Pada Minggu (7/11) dilaporkan terdengar suara ledakan dekat kediaman orang tua aktivis hak asasi manusia Veronica Koman, yang dikenal vokal menyorot isu-isu Papua. Insiden di Grogol Petamburan, Jakarta Barat itu telah diperiksa aparat yang menggelar olah TKP.

Dari kesimpulan aparat, rumah yang dipastikan milik orang tua Veronica Koman itu diserang dengan petasan berukuran besar. Kompas.com melaporkan bahwa ada secarik pesan berisi ancaman di lokasi kejadian. Isi pesan tersebut mendesak polisi agar cepat menangkap Veronica, yang dianggap mendukung gerakan separatis di Papua, atau pelaku bakal “membumihanguskan” semua pihak yang dianggap melindungi sang aktivis HAM.

Iklan

Kapolres Metro Jakarta Barat Kombes Ady Wibowo, dalam jumpa pers Senin (8/11), menyatakan pelempar petasan sudah terindentifikasi dari rekaman CCTV. Pelaku terdiri dari dua orang yang berboncengan naik sepeda motor.

Saat dikonfirmasi terpisah, Kepala Bagian Bantuan Operasi Densus 88 Polri, Kombes Aswin Siregar menyatakan serangan petasan ke rumah orang tua Veronica Koman terkait aktivisme perempuan 33 tahun itu mengangkat berbagai isu di Papua.

“Diperkirakan merupakan bentuk ancaman terhadap penghuni rumah terkait tindakan-tindakan Veronica Koman," kata Aswin, seperti dilansir CNN Indonesia.

Koalisi Sipil, yang terdiri dari perkumpulan lembaga swadaya masyarakat serta organisasi pemantau isu HAM, mengecam teror terhadap keluarga Veronica Koman.

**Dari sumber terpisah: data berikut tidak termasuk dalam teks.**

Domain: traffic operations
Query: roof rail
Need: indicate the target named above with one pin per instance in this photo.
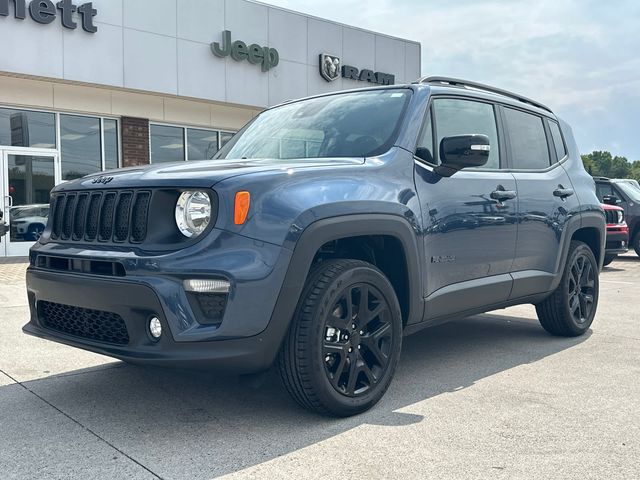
(456, 82)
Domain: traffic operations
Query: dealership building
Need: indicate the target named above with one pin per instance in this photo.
(90, 86)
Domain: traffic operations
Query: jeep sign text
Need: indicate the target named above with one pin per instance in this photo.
(44, 12)
(239, 51)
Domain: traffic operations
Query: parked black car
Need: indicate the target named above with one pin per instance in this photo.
(626, 195)
(322, 233)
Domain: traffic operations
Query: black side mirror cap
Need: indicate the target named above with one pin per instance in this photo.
(611, 200)
(462, 151)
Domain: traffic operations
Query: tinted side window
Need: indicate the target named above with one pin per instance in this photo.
(424, 149)
(528, 141)
(561, 152)
(466, 117)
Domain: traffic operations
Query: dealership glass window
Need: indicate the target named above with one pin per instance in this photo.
(225, 137)
(22, 128)
(201, 144)
(80, 146)
(167, 144)
(110, 133)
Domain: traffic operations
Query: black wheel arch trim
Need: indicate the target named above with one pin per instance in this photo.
(590, 219)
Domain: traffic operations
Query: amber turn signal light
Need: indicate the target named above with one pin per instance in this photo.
(241, 209)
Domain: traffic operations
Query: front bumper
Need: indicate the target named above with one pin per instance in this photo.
(246, 341)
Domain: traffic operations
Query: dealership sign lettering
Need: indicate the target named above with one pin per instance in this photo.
(330, 69)
(239, 51)
(45, 12)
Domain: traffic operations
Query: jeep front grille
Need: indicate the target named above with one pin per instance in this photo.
(612, 216)
(108, 216)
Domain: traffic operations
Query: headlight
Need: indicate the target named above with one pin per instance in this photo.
(193, 213)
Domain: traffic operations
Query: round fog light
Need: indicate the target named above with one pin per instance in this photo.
(155, 327)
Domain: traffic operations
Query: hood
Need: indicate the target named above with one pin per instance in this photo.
(203, 174)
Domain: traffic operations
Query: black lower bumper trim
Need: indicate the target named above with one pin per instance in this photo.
(136, 304)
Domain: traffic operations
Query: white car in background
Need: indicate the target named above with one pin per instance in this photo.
(627, 180)
(28, 221)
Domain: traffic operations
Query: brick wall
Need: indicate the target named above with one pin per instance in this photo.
(135, 141)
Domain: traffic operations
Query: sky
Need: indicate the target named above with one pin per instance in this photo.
(579, 57)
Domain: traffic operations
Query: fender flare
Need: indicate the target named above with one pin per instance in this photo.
(591, 219)
(322, 231)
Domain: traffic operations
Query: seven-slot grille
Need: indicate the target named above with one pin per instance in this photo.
(100, 216)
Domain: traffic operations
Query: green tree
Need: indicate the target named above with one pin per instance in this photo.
(635, 170)
(602, 163)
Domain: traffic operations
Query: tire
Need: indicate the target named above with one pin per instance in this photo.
(326, 364)
(559, 314)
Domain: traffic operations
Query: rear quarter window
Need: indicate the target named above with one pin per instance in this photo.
(528, 141)
(558, 143)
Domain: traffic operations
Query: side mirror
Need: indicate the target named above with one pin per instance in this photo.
(462, 151)
(611, 200)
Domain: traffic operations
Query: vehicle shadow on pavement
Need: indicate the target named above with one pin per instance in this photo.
(195, 424)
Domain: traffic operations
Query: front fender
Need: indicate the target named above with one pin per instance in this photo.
(306, 243)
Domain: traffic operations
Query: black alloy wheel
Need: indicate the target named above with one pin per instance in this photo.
(344, 343)
(358, 338)
(570, 309)
(581, 289)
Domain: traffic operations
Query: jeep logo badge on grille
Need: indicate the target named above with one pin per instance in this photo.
(102, 179)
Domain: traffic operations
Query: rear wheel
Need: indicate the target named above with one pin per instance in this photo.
(344, 342)
(570, 309)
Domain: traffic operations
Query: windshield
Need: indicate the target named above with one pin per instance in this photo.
(356, 124)
(631, 191)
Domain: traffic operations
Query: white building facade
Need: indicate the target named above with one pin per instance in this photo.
(89, 86)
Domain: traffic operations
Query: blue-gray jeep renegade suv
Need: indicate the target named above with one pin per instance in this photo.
(323, 232)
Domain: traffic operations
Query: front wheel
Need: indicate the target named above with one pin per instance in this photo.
(570, 309)
(344, 342)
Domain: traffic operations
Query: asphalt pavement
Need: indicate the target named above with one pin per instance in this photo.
(491, 396)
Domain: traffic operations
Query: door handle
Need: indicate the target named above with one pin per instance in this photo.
(562, 192)
(501, 194)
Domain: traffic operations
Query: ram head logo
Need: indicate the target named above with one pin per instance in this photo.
(329, 67)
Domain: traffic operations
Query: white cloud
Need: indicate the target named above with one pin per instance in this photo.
(579, 57)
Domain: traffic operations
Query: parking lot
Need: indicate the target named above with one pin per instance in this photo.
(492, 396)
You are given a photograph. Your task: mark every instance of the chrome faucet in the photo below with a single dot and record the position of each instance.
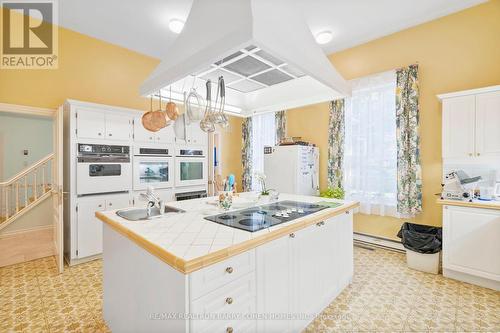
(153, 200)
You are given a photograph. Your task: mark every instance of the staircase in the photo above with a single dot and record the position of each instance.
(25, 190)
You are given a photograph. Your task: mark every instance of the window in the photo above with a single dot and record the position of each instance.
(370, 156)
(263, 134)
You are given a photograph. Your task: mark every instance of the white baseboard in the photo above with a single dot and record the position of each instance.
(385, 243)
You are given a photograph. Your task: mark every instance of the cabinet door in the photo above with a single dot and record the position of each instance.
(118, 127)
(140, 133)
(274, 284)
(328, 256)
(89, 228)
(166, 135)
(305, 277)
(470, 241)
(488, 124)
(458, 127)
(118, 201)
(90, 123)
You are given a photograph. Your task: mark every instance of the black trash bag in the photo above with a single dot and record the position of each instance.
(421, 238)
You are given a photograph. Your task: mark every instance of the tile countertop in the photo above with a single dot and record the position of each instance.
(188, 242)
(474, 204)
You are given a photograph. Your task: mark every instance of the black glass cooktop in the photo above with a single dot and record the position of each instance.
(265, 216)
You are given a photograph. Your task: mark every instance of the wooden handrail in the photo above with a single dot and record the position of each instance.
(28, 170)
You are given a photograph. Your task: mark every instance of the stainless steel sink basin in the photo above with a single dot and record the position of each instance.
(141, 214)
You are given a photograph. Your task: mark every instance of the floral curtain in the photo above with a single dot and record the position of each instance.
(336, 144)
(408, 141)
(280, 119)
(246, 154)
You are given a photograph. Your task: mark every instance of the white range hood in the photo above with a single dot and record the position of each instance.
(264, 50)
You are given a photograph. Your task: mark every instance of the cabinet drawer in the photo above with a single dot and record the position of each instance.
(224, 306)
(220, 274)
(224, 326)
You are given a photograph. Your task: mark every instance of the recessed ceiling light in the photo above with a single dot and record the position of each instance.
(323, 37)
(176, 25)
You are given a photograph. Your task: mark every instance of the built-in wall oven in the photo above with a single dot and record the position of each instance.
(153, 166)
(102, 169)
(190, 166)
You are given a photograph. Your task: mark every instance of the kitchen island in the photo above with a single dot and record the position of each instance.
(184, 273)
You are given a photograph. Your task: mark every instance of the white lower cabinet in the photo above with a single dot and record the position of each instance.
(89, 228)
(300, 274)
(471, 245)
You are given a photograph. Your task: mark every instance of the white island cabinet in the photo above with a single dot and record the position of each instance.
(273, 280)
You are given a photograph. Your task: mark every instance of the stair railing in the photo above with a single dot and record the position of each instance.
(24, 189)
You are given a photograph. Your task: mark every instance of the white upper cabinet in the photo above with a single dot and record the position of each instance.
(470, 124)
(458, 127)
(90, 123)
(94, 123)
(165, 135)
(488, 124)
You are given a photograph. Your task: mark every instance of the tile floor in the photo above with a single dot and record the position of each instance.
(385, 296)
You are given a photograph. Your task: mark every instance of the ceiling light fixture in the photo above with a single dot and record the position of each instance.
(176, 25)
(323, 37)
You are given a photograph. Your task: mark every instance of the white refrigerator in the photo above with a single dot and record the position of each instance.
(292, 169)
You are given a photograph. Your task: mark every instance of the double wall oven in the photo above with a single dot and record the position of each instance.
(102, 169)
(190, 166)
(153, 166)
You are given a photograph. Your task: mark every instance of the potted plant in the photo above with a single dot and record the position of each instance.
(333, 193)
(264, 191)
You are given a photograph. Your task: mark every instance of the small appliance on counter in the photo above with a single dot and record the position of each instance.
(459, 186)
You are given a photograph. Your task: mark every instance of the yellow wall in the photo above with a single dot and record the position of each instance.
(95, 71)
(457, 52)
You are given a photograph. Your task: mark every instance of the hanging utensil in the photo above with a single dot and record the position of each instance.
(148, 119)
(220, 117)
(160, 119)
(206, 124)
(171, 109)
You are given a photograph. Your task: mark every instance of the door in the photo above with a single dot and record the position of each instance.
(118, 127)
(488, 124)
(471, 241)
(140, 133)
(89, 228)
(166, 135)
(274, 281)
(458, 127)
(57, 188)
(328, 254)
(90, 123)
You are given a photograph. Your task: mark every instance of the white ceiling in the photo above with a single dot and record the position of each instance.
(142, 26)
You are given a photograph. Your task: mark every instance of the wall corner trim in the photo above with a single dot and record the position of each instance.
(27, 110)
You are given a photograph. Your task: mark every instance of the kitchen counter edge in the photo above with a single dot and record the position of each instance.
(475, 204)
(189, 266)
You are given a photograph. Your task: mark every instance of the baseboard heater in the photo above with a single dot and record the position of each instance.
(365, 240)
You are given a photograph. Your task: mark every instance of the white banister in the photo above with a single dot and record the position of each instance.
(35, 177)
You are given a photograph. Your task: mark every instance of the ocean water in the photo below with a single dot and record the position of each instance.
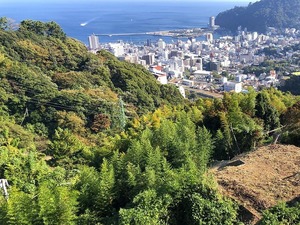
(111, 17)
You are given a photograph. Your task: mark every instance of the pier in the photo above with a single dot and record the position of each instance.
(193, 32)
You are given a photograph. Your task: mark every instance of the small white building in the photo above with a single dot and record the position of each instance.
(182, 91)
(188, 82)
(233, 86)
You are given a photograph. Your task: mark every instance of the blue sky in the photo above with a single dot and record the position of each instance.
(70, 1)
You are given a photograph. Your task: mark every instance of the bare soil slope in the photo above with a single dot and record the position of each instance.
(259, 179)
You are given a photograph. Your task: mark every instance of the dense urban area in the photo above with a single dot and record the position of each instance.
(188, 132)
(213, 66)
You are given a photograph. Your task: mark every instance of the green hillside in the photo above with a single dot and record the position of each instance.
(262, 14)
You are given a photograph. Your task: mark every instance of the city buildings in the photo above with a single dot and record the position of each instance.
(209, 64)
(94, 43)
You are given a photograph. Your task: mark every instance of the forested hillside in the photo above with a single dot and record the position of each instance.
(87, 139)
(262, 14)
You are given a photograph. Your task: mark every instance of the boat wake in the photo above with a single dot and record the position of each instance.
(87, 22)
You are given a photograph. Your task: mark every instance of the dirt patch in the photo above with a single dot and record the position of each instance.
(268, 175)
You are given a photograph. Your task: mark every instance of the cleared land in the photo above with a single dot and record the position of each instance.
(260, 179)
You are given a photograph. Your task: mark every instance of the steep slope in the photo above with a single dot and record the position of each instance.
(43, 72)
(262, 14)
(262, 178)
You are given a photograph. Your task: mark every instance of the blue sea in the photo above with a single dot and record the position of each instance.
(111, 17)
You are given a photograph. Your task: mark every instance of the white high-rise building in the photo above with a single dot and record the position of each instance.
(94, 42)
(161, 44)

Koalisi Sipil, diwakili Usman Hamid selaku Direktur Amnesty International Indonesia, mendesak polisi serius memburu dan menangkap pelaku pelempar petasan.

“Kami mendesak kepada pemerintah bisa menemukan pelakunya, dan mengajukan pelakunnya ke pengadilan," kata Usman dalam konferensi pers yang digelar via streaming, Senin (8/11).

Menurut catatan Koalisi Sipil, teror terhadap keluarga Veronica sudah rutin terjadi setelah sang pengacara mulai rutin menyorot isu-isu Papua. Namun, skala serangannya meningkat terutama sejak 24 Oktober 2021. Seperti dikutip Tempo, Usman menyatakan telah terjadi tiga serangan di rumah-rumah yang dihuni kerabat maupun orang tua Veronica, yang semuanya terjadi di hari minggu, pukul 10 pagi. Jenis teror itu mencakup paket yang membakar pagar, bangkai ayam, hingga petasan yang mencipratkan cat warna merah.

Iklan

“Serangan ini dalam pandangan kami adalah serangan terhadap kerja-kerja seorang pengacara hak asasi manusia, terlebih anggota dari perhimpunan advokat Indonesia atau Peradi dan dia banyak berperan sebelumnya sebagai pengacara dari aliansi mahasiswa Papua," tandas Usman. “Sangat mungkin eskalasi [teror] itu bisa mematikan.”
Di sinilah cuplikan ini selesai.